The last step will be the release of funds in the form of the £200m-plus proceeds of the sale to Montagu Private Equity. The money will be used to provide students with £7m-£8m worth of scholarships, grants and bursaries every year.
The scholarships and change of brand is not confined to the college - or university. King’s College London’s (KCL) £20m gift from Hong Kong businessman and Harvey Nichols owner Dickson Poon saw its school of law renamed in his honour and a £2m-a-year scholarship fund established.
A spokesperson for KCL says: “They’ve decided to open up scholarships to everybody and anybody. Ultimately what they’re looking for is not only academic brilliance but to look beyond that to if this person will change things and wants to do some good, whether as a lawyer or a business leader, in government or in an NGO, they’re looking for someone to impress and wow them. They’ve got to have something extra.
“One thing we all have to have in common as trade barriers open up is respect for each other’s law. King’s wants to promote the understanding of transnational law. Dickson Poon understands what it takes to do business between East and West and has invested funds specifically for scholarships and teaching staff.”
Philanthropists such as Poon are invaluable to publicly-funded institutions. The University of Kent will, over the next five years, receive a £500,000 donation from Hong-Kong based alumnus Kennedy Wong to extend the law school’s facilities.
Alison Coles, director of development and alumni relations at the university, says: “It [philanthropy] is going to get increasingly important. It’s very difficult to see the Government putting any more funding into higher education and we are having to find additional streams - one of which is philanthropy.”
The University of Law’s £200m bombshell is under wraps for now. Until the Montagu sale is finalised it will not release any more details on how the scholarships might look or who will be eligible.

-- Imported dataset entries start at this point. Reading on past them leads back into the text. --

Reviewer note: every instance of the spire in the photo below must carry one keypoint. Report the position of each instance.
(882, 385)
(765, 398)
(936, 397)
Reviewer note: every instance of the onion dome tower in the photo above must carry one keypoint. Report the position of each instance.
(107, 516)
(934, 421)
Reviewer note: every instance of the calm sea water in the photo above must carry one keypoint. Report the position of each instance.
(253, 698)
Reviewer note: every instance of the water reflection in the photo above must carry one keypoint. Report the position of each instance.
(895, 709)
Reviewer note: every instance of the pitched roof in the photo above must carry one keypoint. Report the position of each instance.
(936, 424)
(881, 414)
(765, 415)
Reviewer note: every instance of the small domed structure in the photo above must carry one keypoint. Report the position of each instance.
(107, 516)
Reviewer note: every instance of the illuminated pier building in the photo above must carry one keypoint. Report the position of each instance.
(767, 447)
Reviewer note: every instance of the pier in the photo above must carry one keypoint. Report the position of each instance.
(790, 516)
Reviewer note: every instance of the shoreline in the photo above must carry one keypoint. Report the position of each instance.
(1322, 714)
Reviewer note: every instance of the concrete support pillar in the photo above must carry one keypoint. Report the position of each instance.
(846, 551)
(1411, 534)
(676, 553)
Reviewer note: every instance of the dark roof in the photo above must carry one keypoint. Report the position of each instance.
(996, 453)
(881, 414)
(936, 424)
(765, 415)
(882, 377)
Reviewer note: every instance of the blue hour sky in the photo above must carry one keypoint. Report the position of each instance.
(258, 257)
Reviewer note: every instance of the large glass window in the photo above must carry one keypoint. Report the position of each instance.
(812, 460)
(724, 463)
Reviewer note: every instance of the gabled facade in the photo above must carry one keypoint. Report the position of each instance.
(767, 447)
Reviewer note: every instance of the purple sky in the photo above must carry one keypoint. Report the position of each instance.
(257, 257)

Vice-chair of the Junior Lawyers Division of the Law Society Heather Iqbal-Rayner says of the university’s scholarships plan: “This in principle looks fabulous - if it is genuinely going to be available to those from lower-income backgrounds, if barriers are not going to be set too high. We don’t know if it’s going to be for GDL or LPC students yet. It’s the best thing the College of Law has ever done, to be quite honest.”
While scholarships have been welcomed, the university’s rebrand has received scathing comments on Lawyer2B.com. Perhaps Poon, who clearly knows the power of brands, has some advice.